Reviewed by Randy Dunbar

There are many places in the West were you can find large, self-sustaining populations of non-native smallmouth bass. For better or worse, those spinyray fish are getting more than a passing nod from the trout-and-steelhead crowd.

Thus, Bob Clouser's book Fly Fishing for Smallmouth will be of interest to some western fly anglers.

What You'll Find

The book begins with the natural history of smallmouth. A description of the seasonal behaviors and feeding habits follows in chapter two. Since the book's slant is on fishing for smallmouth in moving water, the next focus is on where to find fish in rivers and streams. Holding structure and lies in various types of water are covered; drawings illustrate the author's points.

But the book's meat is in its descriptions of aquatic fare and their imitation. Some prey species are not found uniformly across the country, but Clouser does his best to give an idea of their range. This section is illustrated with clear color photos of both the prey and the appropriate fly patterns. It shouldn't be a surprise that most of the patterns are variations of Clouser Minnows .

Clouser doesn't stop with baitfish , but includes considerable detail on crayfish , aquatic insects, frogs, and mice. Of course Clouser mentions that if you want to tie the patterns in this book, you really need his other book, Clouser's Flies.

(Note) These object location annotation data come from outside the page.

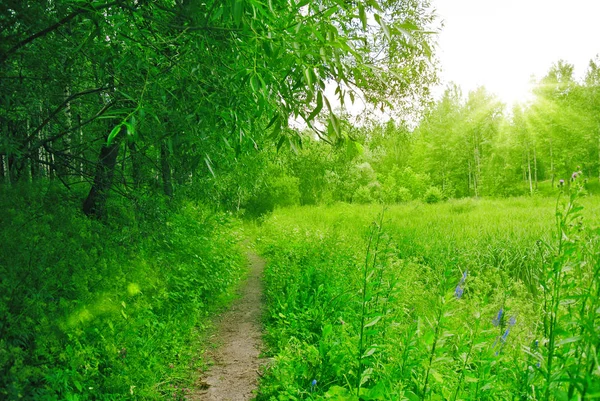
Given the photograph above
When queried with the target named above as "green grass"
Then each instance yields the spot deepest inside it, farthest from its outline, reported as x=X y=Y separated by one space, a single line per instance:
x=92 y=311
x=371 y=311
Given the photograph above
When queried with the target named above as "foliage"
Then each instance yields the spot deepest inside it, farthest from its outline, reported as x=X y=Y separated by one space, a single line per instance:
x=91 y=311
x=450 y=301
x=433 y=195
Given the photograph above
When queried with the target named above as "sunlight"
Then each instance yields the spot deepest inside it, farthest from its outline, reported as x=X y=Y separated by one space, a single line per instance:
x=502 y=46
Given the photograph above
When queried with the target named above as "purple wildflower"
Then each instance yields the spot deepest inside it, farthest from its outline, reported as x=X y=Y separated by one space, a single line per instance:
x=464 y=277
x=458 y=291
x=498 y=318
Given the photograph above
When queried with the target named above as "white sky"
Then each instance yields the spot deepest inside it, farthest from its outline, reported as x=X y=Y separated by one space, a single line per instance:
x=501 y=43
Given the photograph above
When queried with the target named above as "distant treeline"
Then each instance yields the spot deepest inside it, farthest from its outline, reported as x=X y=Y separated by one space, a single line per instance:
x=463 y=147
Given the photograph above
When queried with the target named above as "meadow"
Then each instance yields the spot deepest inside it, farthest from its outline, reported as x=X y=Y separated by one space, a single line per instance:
x=466 y=299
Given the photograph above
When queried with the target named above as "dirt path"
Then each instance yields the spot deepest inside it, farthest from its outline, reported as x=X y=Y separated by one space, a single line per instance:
x=233 y=377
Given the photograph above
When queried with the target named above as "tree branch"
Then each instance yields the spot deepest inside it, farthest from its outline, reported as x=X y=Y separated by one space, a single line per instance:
x=59 y=108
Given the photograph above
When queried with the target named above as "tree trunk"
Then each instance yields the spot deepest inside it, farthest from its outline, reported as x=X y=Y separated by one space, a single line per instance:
x=136 y=172
x=95 y=204
x=535 y=167
x=166 y=169
x=2 y=176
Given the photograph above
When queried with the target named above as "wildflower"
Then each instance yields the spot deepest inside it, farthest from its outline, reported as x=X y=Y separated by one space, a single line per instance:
x=498 y=318
x=505 y=335
x=463 y=278
x=458 y=291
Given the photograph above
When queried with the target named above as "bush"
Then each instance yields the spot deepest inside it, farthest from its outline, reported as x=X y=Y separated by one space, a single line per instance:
x=98 y=311
x=433 y=195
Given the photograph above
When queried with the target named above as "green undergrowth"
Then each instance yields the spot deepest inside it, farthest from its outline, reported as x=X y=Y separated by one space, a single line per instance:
x=94 y=311
x=478 y=300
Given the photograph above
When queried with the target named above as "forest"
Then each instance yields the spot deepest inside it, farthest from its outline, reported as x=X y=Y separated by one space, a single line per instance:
x=426 y=248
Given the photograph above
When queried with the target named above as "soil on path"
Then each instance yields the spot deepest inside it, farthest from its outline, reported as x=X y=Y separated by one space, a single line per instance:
x=234 y=375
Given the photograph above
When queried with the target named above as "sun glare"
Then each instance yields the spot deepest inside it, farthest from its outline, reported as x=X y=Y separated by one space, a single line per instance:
x=502 y=45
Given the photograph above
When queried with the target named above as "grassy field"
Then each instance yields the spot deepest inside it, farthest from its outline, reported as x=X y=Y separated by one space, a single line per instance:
x=469 y=299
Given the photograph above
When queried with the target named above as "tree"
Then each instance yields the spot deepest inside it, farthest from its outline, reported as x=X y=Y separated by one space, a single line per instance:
x=187 y=80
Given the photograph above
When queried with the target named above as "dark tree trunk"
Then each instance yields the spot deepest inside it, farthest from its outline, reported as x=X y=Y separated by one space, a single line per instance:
x=136 y=169
x=166 y=169
x=95 y=203
x=2 y=168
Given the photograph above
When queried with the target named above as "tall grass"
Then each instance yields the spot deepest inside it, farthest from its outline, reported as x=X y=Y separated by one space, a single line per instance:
x=521 y=324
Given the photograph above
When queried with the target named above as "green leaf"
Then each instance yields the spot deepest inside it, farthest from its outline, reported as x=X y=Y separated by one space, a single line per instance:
x=373 y=322
x=238 y=11
x=362 y=15
x=209 y=165
x=317 y=109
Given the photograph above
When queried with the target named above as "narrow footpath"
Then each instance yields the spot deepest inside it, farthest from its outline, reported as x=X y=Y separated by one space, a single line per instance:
x=234 y=375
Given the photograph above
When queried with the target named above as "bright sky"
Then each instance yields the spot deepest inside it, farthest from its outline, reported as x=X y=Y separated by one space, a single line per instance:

In his "My Fly Box" chapter, he lays out what flies to have and why. He explains that each fly was designed to respond to conditions such as time of year, water flow and color, light intensities, and numerous other situations. I found this to be the key chapter in the book.

He winds down with chapters on casting, equipment, presentations, and tips on catching a trophy fish. He ends with a chapter on regionally-important smallmouth streams. Each stream is covered by a familiar name in the fly angling profession; in the Westfly world, John Randolph gives his nod to the John Day River as his favorite bass water.

Bottom Line

Fly-Fishing for Smallmouth is a good book. It is well written and laid out nicely. My only criticism is the choice of photos: many are well directed, but others are simply eye candy and fluff up the page count. How many photos of someone holding a big bass are really needed? That's a nit in the overall scheme though.